Using Amazon EC2 Instance Connect for SSH access to EC2 instances

June 23, 2023

Managing and rotating SSH keys may be cumbersome and often leads to security risks. With the launch of EC2 Instance Connect endpoints, it is now easier to connect to EC2 instances via SSH without worrying about SSH keys. The following is required to successfully configure SSH access to EC2 instances via EC2 Instance Connect endpoints.

EC2 Instance Connect Endpoints:

• Create an EC2 instance connect endpoint in the VPC where the EC2 instances are located.

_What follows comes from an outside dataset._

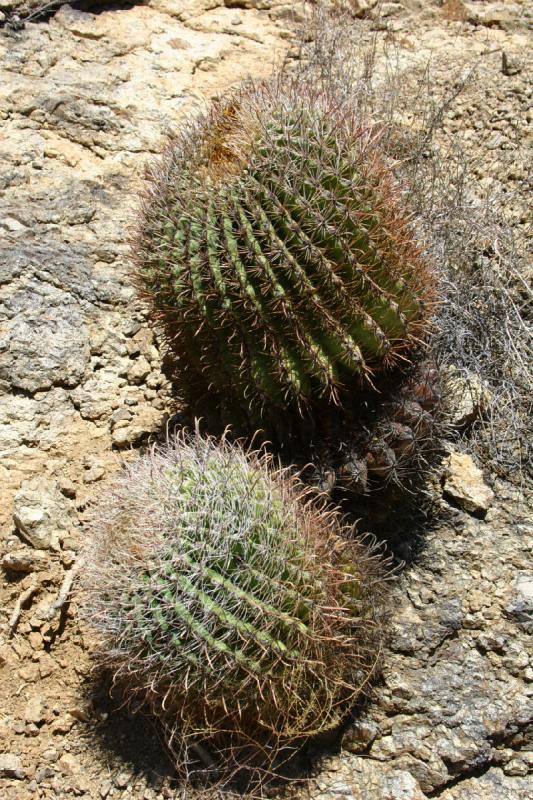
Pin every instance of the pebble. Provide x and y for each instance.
(11, 766)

More information about creating an EC2 instance connect endpoint can be gathered from the following AWS document link.

=> Create an EC2 Instance Connect Endpoint - https://docs.aws.amazon.com/AWSEC2/latest/UserGuide/create-ec2-instance-connect-endpoints.html

AWS CLI:

• As described in the prerequisites, ensure that the latest version of AWS CLI is installed and configured.

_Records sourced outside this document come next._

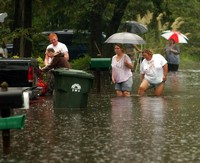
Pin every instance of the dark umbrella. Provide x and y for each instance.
(135, 27)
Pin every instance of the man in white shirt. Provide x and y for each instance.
(57, 46)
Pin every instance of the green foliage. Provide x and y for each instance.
(82, 63)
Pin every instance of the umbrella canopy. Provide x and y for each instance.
(135, 27)
(176, 36)
(125, 38)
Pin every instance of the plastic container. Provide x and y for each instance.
(13, 122)
(71, 88)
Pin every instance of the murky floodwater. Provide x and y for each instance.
(114, 129)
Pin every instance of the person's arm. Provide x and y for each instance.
(66, 54)
(165, 71)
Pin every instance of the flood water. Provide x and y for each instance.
(114, 129)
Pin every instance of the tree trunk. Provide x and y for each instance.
(23, 17)
(119, 11)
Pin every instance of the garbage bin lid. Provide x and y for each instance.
(72, 72)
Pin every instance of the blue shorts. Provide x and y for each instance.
(124, 86)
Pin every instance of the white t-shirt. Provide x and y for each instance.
(153, 69)
(60, 47)
(120, 72)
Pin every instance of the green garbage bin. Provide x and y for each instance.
(71, 88)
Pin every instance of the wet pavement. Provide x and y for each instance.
(114, 129)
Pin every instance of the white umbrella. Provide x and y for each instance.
(125, 38)
(176, 36)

=> Installing or updating the latest version of the AWS CLI - https://docs.aws.amazon.com/cli/latest/userguide/getting-started-install.html

EC2 Instance Connect:

• For the instances for which SSH access needs to be configured via EC2 Instance Connect endpoints, ensure that the instance has the EC2 Instance Connect package installed for successful connectivity. For instances launched from the Amazon Linux 2 or later or Ubuntu 20.04 or later AMIs, the required EC2 Instance Connect package is already installed. For the AMIs which don’t come with the required package, it needs to be installed manually by referring to the steps described in the AWS document link shown below:

=> Install EC2 Instance Connect on your EC2 instances - https://docs.aws.amazon.com/AWSEC2/latest/UserGuide/ec2-instance-connect-set-up.html

Connecting to EC2 Instances:

Once the above requirements are met, an EC2 instance can be accessed via SSH using the EC2 instance connect endpoints with the following command:

$ aws ec2-instance-connect ssh --instance-id i-1234567890example

Troubleshooting:

• Check if the user/role attempting to access an EC2 instance via EC2 instance connect endpoints has the required IAM permissions
• Ensure that the AWS CLI version is at least 2.12 to run the aws ec2-instance-connect ssh command
• Verify that the EC2 instance contains the required EC2 Instance Connect package for successful connectivity to the instance via EIC endpoints.